Emmanuel Macron, malgré le forcing et l’invitation du pouvoir de Brazzaville, n’assistera pas aux festivités de la célébration du 140ème anniversaire de Brazzaville et autres.

Idem pour Total E&P Congo qui a satisfait partiellement les désires de M. Sassou qui exigeait d’eux des centaines des millions d’euros pour rempiler son contrat d’exploitation pétrolier du Terminal de Djéno qui prendra fin le 18 novembre 2020;

Tout récemment, l’AFD, l’UNESCO et la Banque Mondiale ont refusé de se présenter a la grande réunion AUF-UNICEF. Les responsables de l’UNICEF que nous venons de contacter ont décidé d’être plus regardant sur le Congo.

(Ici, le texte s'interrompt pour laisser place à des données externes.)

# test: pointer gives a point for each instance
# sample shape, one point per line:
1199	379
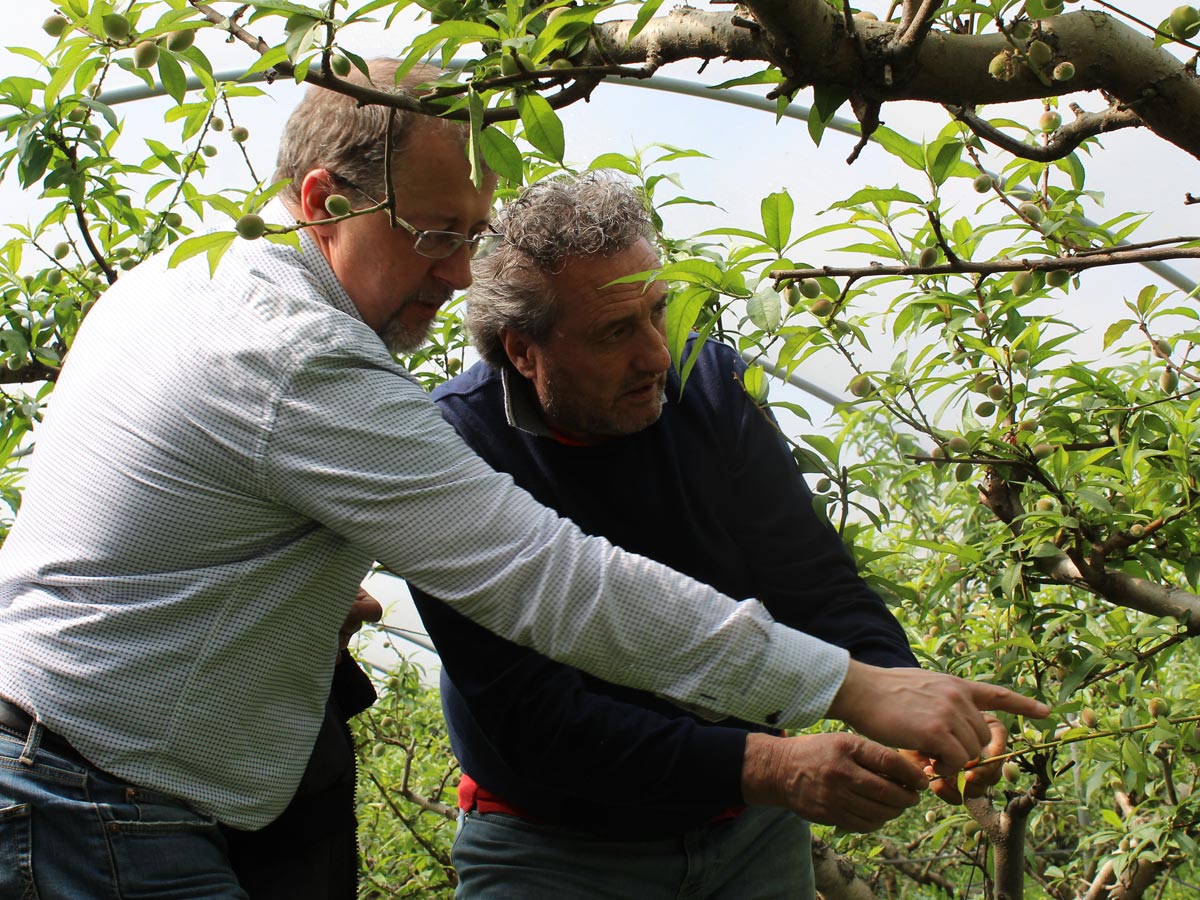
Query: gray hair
331	131
550	223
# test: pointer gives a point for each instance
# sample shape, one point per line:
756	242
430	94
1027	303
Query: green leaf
826	102
777	219
201	244
502	155
543	127
643	16
765	309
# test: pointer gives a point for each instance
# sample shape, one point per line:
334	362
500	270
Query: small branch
1062	143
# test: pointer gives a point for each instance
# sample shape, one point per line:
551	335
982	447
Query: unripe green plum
117	27
251	227
179	41
1050	121
145	54
336	204
1185	22
54	25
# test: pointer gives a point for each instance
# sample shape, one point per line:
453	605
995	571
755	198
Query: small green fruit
251	227
1039	53
179	41
145	54
337	204
1001	66
117	27
1050	121
1185	22
54	25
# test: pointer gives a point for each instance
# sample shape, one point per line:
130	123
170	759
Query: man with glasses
576	787
190	541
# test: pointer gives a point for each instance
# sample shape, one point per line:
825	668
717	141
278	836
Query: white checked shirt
221	461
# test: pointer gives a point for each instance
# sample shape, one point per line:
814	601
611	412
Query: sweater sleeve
805	576
539	735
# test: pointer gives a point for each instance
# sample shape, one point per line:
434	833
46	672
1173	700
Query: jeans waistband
18	721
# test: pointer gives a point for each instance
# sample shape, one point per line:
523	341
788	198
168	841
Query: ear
522	353
315	189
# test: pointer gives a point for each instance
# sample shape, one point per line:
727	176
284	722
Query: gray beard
396	336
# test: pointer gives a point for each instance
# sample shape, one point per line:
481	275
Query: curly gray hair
331	131
547	225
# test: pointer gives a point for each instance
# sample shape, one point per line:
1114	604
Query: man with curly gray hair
575	787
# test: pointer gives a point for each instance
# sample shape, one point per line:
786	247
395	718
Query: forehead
583	288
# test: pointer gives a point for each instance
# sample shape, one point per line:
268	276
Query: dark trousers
311	851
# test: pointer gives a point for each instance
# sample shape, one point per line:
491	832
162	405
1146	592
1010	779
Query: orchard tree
1026	501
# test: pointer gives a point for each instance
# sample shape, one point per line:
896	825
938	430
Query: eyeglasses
433	244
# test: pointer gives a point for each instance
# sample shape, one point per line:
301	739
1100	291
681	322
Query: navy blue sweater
709	490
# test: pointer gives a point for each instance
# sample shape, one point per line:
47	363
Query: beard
397	335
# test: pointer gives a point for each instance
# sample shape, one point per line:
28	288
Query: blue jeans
71	832
762	855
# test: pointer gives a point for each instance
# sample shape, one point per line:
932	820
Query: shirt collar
521	408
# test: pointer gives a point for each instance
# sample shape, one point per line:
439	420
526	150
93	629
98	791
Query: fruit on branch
179	41
117	27
336	204
251	227
1185	22
54	25
1050	121
145	54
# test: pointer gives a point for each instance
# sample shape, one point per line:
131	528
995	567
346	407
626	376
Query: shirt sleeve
551	729
358	447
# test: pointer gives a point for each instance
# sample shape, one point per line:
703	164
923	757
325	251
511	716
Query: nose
455	269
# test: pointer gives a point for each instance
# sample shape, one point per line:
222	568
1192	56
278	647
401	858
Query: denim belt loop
33	742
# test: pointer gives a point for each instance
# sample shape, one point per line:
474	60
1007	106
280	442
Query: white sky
750	154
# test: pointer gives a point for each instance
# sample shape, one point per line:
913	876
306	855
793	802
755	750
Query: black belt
18	721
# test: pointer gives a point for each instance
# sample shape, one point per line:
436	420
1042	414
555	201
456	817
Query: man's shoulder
467	387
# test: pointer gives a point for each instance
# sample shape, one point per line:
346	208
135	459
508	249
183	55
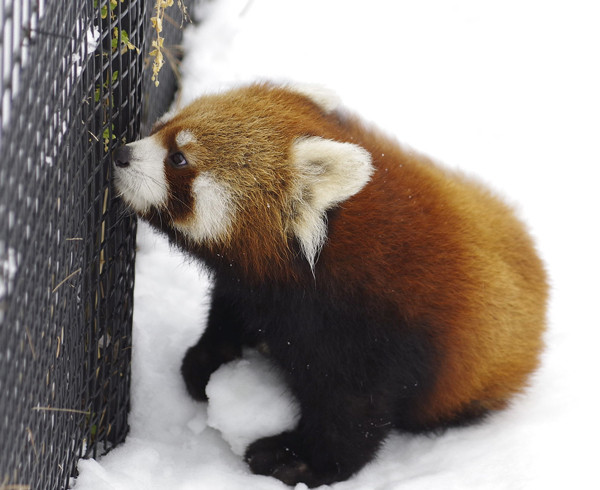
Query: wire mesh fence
74	83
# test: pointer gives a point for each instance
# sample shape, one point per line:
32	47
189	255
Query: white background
507	91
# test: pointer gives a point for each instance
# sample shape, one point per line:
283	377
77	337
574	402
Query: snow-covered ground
508	91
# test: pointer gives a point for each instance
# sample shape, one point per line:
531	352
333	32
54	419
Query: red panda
391	292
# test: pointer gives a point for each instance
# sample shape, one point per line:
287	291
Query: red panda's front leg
326	447
220	343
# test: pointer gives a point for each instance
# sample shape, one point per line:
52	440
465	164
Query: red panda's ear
328	173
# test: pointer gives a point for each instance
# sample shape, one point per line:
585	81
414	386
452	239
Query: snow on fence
75	80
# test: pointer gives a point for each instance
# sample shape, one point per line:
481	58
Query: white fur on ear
329	172
325	98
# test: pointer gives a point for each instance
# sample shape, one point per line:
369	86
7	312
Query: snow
506	91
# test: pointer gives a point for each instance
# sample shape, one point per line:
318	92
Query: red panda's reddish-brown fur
443	255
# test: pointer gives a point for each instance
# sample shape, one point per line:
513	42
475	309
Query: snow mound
247	400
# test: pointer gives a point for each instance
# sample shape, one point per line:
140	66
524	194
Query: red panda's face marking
253	168
140	179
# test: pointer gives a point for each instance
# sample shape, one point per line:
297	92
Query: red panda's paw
278	456
201	361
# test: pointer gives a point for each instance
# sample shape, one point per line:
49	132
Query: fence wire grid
74	83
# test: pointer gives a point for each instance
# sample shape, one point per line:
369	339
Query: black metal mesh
71	91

Tracfin (service français de renseignement placé sous l’autorité du Ministère de l’Action et des Comptes publics qui concourt au développement d’une économie saine en luttant contre les circuits financiers clandestins, le blanchiment d’argent et le financement du terrorisme) se penche actuellement sur l’origine des transactions financières de la société de Makosso (différent de Makosso le ministre) et de 29 personnalités congolaises.

Que faire pour le Congo Brazzaville ?

«Ne demande pas ce que ton pays peut faire pour toi, demande ce que tu peux faire pour ton pays», déclarait John Fitzgerald Kennedy.

Alpha Blondy dans «Journaliste en danger», rappelle aux peuples que la démocratie du plus fort est toujours la meilleure.

«Faire renaître le pays dans la liberté» nous conseille Abraham Lincoln dès novembre 1863.

Il n’est donc pas question de condamner l’activiste Faye Monama et autres qui prennent des initiatives face au déclin de la démocratie au Congo et devant des opposants qui bénéficient des présents de l’État.

Nombreux sont les congolais interrogés qui pensent qu’il est temps de se lever et de bâtir le Congo selon le modèle inspiré par Mahatma Gandhi, Jésus Christ et Martin Luther King pour le bien être et l’avenir harmonieux des générations futures.

Point n’est besoin de s’appuyer sur des opposants qui ne disent mot sur l’avenir des enfants, sur le bradage des mines et sur l’écocide que ce pays connaît.

Pour ces populations, participer à l’élection présidentielle de mars 2021 sans maîtriser les opérations électorales est synonyme d’être le cheval de Troie de Sassou Denis. 

Le groupe Total en signant avec le gouvournement congolais malgré le manque de transparence indique bel et bien que la FrançAfrique n’a pas encore disparu. Les intérêts des multinationales restent au-dessus de toute considération.